In his straightforward Video Poker Optimum Play the retired computer expert and part-time poker-dealer instructor Dan Paymar starkly outlines the matter. "Suppose you're playing 600 hands per hour on a five-coin $1 Deuces Wild at 100.75% average payback," he says of one of the machines known to pay back more than they take in. "At five dollars per play, you're wagering $3,000 per hour. Over the long term, you can expect to gain an average of .75% of your wagers, or $22.50 per hour ..." In other words, if you are willing to risk $24,000 a day, "over the long term" you might make a little more than $150 a day. You might.

Wage slavery, by comparison, suddenly seems like a hell of a good deal.

If video poker is the crack cocaine of machines, then the Multi-Strike game is the mound of snow that Tony Montana sticks his face in at the end of Scarface. A few weeks after the Biloxi exhibition I played a session of Multi-Strike in a San Diego area Indian casino. A clever, rather insidious contraption, it lets the user play not one but four hands of poker each round, each hand paying odds twice as high as the previous. As with an arcade game, however, the player has to continue winning in order to advance. Get to the fourth hand and the payout is eight times as high as in the first hand.

I found myself immediately entranced by the digital music that accompanied my play. I could aurally "read" my progress—the musical riffs, and my level of tension, escalated one key each time I got bumped up to the next hand. I was finished piddling around. Playing twenty dollars per round, five bucks on each of the four hands dealt out, I harbored a certain giddy anticipation of making it to the fourth hand, hitting a royal flush, and bagging $32,000. The beauty of Multi-Strike, at least from the casino point of view, is that although it theoretically pays back the same as any other video-poker machine, its play is so complicated, there is so much happening on the screen, the betting must be so strategic, that it requires NASA-level concentration to play perfectly.

Several days before my Multi-Strike session I started reading a stack of articles and tip sheets on how to compete with its computerized brain.
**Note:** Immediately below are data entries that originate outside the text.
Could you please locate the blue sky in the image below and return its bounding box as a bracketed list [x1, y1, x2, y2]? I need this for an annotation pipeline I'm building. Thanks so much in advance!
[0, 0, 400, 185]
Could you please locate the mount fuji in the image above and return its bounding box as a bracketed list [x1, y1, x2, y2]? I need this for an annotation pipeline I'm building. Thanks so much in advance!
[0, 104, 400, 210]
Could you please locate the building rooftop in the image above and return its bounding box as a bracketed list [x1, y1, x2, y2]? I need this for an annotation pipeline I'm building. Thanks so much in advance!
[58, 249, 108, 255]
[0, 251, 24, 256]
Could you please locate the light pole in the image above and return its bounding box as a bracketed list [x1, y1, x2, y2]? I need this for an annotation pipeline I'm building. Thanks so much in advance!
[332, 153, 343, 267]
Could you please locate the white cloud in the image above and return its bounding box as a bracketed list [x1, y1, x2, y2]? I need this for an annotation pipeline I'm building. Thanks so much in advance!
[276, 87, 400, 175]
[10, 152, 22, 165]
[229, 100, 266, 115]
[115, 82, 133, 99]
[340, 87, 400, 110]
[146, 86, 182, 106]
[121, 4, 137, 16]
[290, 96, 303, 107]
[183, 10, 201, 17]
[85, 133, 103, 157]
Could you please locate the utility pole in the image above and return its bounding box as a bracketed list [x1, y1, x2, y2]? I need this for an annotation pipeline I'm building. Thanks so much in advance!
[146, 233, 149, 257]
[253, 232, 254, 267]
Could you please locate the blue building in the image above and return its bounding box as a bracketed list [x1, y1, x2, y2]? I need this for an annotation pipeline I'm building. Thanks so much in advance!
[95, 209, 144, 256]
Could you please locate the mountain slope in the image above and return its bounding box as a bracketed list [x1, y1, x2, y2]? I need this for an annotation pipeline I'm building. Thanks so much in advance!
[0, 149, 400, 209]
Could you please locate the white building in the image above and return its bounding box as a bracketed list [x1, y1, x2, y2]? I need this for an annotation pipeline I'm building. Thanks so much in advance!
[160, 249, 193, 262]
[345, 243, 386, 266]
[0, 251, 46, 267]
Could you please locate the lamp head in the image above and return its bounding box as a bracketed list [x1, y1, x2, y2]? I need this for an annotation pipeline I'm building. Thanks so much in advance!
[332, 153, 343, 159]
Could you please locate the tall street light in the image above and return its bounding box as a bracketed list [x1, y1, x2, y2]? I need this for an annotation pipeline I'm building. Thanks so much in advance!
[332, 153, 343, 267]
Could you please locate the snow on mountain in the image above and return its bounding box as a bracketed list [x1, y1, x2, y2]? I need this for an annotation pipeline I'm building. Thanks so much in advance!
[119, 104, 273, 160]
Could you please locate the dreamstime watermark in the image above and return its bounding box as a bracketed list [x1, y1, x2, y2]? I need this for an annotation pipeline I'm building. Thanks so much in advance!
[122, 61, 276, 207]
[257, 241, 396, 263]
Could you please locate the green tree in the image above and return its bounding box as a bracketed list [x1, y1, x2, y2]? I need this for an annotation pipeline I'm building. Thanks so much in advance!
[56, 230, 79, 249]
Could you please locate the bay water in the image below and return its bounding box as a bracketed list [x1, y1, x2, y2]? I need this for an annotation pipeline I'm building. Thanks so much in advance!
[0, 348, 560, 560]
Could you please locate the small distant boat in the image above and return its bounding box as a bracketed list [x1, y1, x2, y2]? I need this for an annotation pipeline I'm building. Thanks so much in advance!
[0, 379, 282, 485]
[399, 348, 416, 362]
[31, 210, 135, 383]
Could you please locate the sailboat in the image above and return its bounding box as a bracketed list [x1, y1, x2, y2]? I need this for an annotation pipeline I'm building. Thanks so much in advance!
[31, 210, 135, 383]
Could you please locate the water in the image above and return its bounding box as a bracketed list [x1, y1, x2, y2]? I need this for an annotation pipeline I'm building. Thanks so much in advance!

But within the first few minutes of real-life play I was hopelessly adrift, mesmerized by the complexity of decisions I had to make, distracted by the fetching music, confused by the differing strategies needed for each succeeding hand.

My reverie of a five-figure win faded quickly. No single round paid me more than $180 (against a $20 bet). After twenty minutes I walked away $400 poorer, with a pounding headache and a pain in my stomach. I might as well have blown through a pile of coke. But I wasn't about to go cold turkey. I knew instinctively the only effective antidote for such a foul mood: I needed a half hour of mindless entertainment with the smiling and much more generous Mr. Cashman.